On Thu, 26 Feb 2009, Mike Bonnet wrote:
Panu Matilainen wrote:
On Thu, 26 Feb 2009, Jason L Tibbitts III wrote:
Just a note to rawhide users who don't update every day: if you missed
the upgrade to rpm-4.6.0-8.fc11, you now cannot read many (and soon
all) packages in rawhide, including the current version of the rpm
package. I believe there was a two day window to do this, so if you
haven't updated since Tuesday you might be stuck.
To get going again, visit koji and manually download the -8 packages
for your arch, update them manually, and then let yum update you the
rest of the way.
http://koji.fedoraproject.org/koji/buildinfo?buildID=83804
This is just totally bogus.
Rpm 4.6.0 final, which has been in rawhide since Februare 6th, and
recently submitted to F10 as update can handle the new packages just
fine. Only the 4.6.0-rcX versions cant cope.
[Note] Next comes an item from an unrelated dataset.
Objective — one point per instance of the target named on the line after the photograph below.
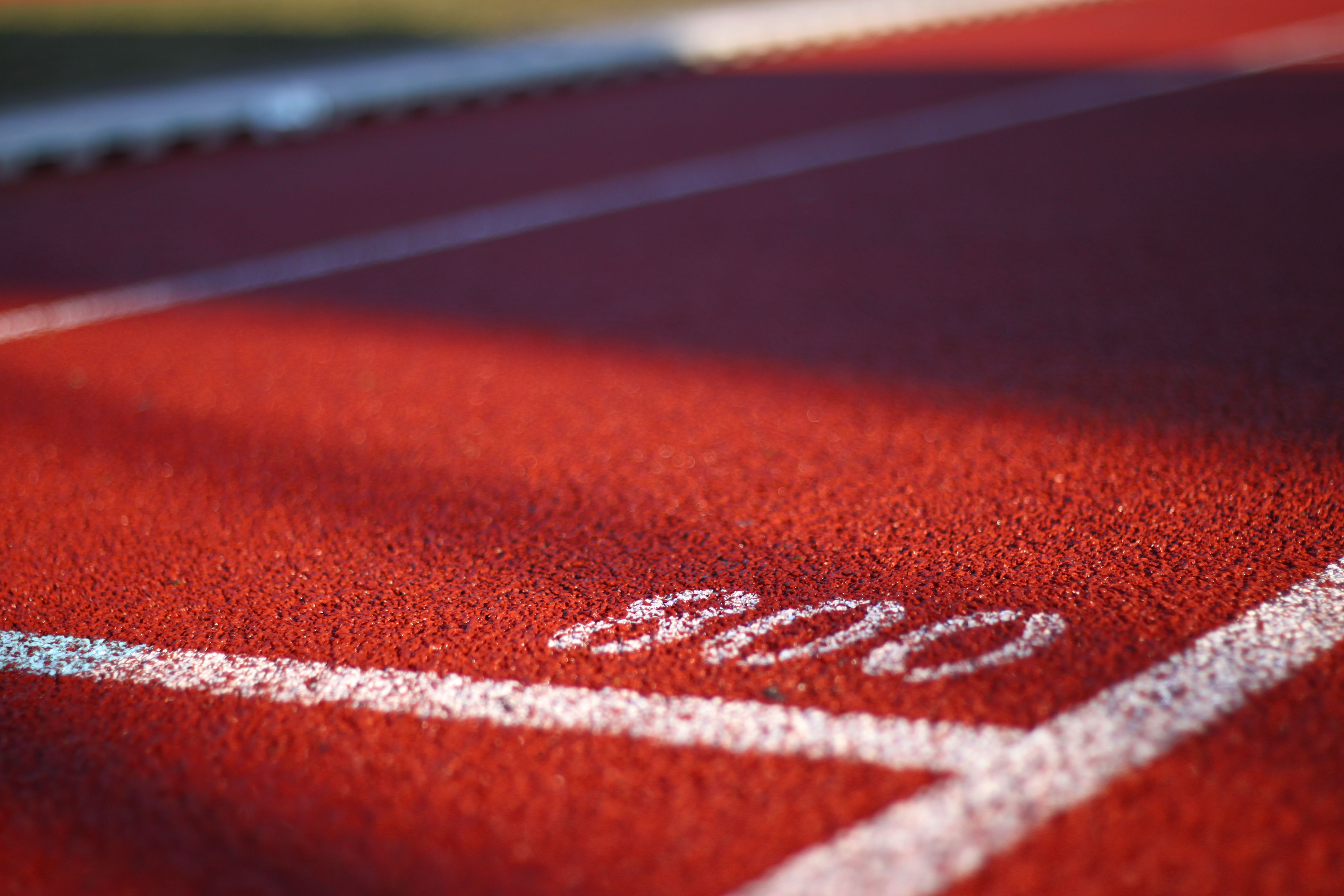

I will note that F11 Alpha contained rpm-4.6.0-0.rc3.2.fc11, so a fresh
install of the alpha can not be updated.
Ugh. Ok I missed that point, thinking just "well rawhide is rawhide and
every rawhide user updates at least once a week so whats the problem?"
I don't think people realized how significant a change building with
larger hashes was, and that it would make packages uninstallable on
older versions of rpm.
Indeed. Like I said in some earlier mail around this topic, rpm has been
standing still for so long that nobody realized/remembered the full
consequences of such changes. The previous change of similar scale has
been somewhere in rpm 3.x -> 4.0: anybody still remember the
"rpmlib(CompressedFileNames) <= 3.0.4-1 is needed by ..." errors way back
back then?
If that was there in the release notes and people involved with Fedora
Infrastructure (myself included) failed to take note of it, then that's
our fault. Please don't consider these discussions a personal attack
Panu, rpm development is a beast and you guys are doing great work.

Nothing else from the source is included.